Page:Michelet - OC, Histoire de France, t. 4.djvu/38

La bibliothèque libre.
Le texte de cette page a été corrigé et est conforme au fac-similé.
30
HISTOIRE DE FRANCE

Tout cela était assez raisonnable. Mais le duc de Bourgogne n’était pas roi de France. Le projet avait le tort de lui être trop utile ; le maître de la Flandre eût profité plus que personne du succès de l’invasion d’Angleterre. On obéit donc lentement et de mauvaise grâce. La ville de bois se fit attendre, et n’arriva qu’à moitié brisée par la tempête. Le duc de Berri amusa le roi, le plus longtemps qu’il put, en mariant son fils avec la petite sœur du roi, âgée de neuf ans. Charles VI partit seulement le 5 août, et on lui fit encore visiter lentement les places de la Picardie, de manière qu’il n’arriva à Arras qu’à la mi-septembre. Le temps était beau, on pouvait passer. Mais les Anglais négociaient.

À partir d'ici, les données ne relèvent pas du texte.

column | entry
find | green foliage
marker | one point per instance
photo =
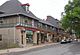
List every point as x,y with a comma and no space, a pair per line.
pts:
71,19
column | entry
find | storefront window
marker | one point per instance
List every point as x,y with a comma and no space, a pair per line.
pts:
29,36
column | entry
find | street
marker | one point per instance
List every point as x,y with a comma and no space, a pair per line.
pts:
59,49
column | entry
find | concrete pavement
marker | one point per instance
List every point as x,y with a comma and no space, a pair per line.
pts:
24,49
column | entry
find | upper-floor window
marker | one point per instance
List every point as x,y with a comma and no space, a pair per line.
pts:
0,37
26,21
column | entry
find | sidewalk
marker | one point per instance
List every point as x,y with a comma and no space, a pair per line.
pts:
24,49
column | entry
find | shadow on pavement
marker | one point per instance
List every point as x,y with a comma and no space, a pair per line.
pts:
75,48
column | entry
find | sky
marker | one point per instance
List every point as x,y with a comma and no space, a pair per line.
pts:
44,8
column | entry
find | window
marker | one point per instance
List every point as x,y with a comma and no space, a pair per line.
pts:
0,37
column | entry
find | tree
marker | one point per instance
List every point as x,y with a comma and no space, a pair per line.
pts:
71,20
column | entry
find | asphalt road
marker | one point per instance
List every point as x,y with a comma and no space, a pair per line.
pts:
59,49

Le duc de Berri n’arrivait pas ; il n’était aucunement pressé. Lettres, messages, rien ne pouvait lui faire hâter sa marche. Il arriva lorsque la saison rendait le passage à peu près impossible[1]. Le mois de décembre était venu, les mauvais temps, les longues nuits. L’Océan garda encore cette fois son île, comme il a fait contre Philippe II, contre Bonaparte[2].

Notre meilleure arme contre la Grande-Bretagne, c’est la Bretagne. Nos marins bretons sont les vrais adversaires des leurs ; aussi fermes, moins sages peut-être, mais réparant cela par l’élan dans le moment critique. Le connétable de Clisson, homme du roi et chef des résistances bretonnes contre le duc de Bre-

  1. App. 23.
  2. … And Ocean, ’mid his uproar wild,
    Speaks safety to his island child.

    « L’Océan qui la garde, en son rauque murmure, dit amour et salut à son île, à son enfant ! » (Coleridge.)